Skip to contents

Updates topics and their representations to be based on the document-topic classification described in the list of new_topics. As when initiating the model with bt_compile_model, if you want to manipulate the topic representations you must use a vectoriser/ctfidf model, these can be the same as those used in bt_compile_model.

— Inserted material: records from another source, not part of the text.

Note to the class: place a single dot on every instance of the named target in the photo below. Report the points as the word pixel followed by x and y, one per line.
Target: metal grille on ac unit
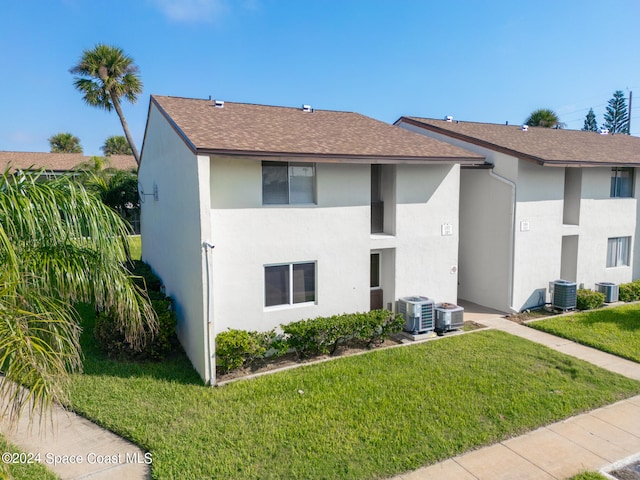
pixel 418 314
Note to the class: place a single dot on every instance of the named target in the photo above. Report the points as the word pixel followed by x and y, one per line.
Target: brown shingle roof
pixel 248 129
pixel 545 146
pixel 58 162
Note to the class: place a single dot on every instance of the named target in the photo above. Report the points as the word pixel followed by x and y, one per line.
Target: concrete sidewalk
pixel 74 448
pixel 590 441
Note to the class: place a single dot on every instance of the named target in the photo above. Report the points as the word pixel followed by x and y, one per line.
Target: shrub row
pixel 629 292
pixel 154 346
pixel 240 348
pixel 588 299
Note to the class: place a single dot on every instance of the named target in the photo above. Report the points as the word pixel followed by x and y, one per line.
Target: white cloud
pixel 191 11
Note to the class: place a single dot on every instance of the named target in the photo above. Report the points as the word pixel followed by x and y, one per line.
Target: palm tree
pixel 104 76
pixel 59 244
pixel 65 143
pixel 544 117
pixel 116 145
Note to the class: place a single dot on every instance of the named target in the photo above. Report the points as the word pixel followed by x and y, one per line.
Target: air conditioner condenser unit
pixel 418 313
pixel 449 316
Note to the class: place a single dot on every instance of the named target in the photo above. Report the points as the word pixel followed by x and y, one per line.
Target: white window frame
pixel 616 181
pixel 618 252
pixel 291 285
pixel 290 166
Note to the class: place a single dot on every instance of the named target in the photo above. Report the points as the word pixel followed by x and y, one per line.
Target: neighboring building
pixel 58 163
pixel 311 213
pixel 552 204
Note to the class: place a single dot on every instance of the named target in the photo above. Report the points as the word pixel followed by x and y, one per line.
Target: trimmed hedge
pixel 323 335
pixel 155 345
pixel 588 299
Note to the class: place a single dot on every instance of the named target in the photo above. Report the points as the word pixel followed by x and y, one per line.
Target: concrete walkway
pixel 591 441
pixel 74 448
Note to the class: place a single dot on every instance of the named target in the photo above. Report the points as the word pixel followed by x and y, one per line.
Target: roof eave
pixel 340 158
pixel 473 140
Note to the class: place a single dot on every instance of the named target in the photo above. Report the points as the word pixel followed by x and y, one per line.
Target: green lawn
pixel 362 417
pixel 615 330
pixel 589 476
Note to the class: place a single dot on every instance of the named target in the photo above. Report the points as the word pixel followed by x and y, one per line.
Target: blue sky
pixel 488 61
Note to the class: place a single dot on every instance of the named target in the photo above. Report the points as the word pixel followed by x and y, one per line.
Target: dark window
pixel 618 251
pixel 289 284
pixel 621 182
pixel 288 183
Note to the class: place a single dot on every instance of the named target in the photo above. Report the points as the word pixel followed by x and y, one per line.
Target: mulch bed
pixel 291 359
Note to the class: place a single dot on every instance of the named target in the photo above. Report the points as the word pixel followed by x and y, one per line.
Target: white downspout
pixel 210 343
pixel 511 184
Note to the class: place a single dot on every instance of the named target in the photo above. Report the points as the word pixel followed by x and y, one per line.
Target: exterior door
pixel 376 302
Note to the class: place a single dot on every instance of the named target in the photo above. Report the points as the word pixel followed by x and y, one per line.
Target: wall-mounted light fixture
pixel 142 194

NOTE: The bertopic model you are working with is a pointer to a python object at a point in memory. This means that the input and the output model cannot be differentiated between without explicitly saving the model before performing this operation. We do not need to specify an output to the bt_fit_model function as the function changes the input model in place. If you do decide to explicitly assign a function output, be aware that the output model and the input model will be the same as one another.

Usage

bt_update_topics(
  fitted_model,
  documents,
  new_topics = NULL,
  representation_model = NULL,
  vectoriser_model = NULL,
  ctfidf_model = NULL
)

Arguments

fitted_model

Output of bt_fit_model() or another bertopic topic model. The model must have been fitted to data.

documents

documents to which the model was fit

new_topics

Topics to update model with

representation_model

model for updating topic representations

vectoriser_model

Model for vectorising input for topic representations (Python object)

ctfidf_model

Model for performing class-based tf-idf (ctf-idf) (Python object)

Value

the updated model

Details

NOTE: If using this function to update outlier topics, it may lead to errors if topic reduction or topic merging techniques are used afterwards. The reason for this is that when you assign a -1 document to topic 1 and another -1 document to topic 2, it is unclear how you map the -1 documents. Is it matched to topic 1 or 2.

Examples

 if (FALSE) {
# update model with new topic distribution
# reduce outliers
outliers <- bt_outliers_ctfidf(fitted_model = topic_model, documents = docs, threshold = 0.2)

# update the model with the new topic distribution
bt_update_topics(fitted_model = topic_model, documents = docs, new_topics = outliers$new_topics)

# update topic representation
bt_update_topics(fitted_model = topic_model, documents = docs, vectoriser_model = update_vec_model)
}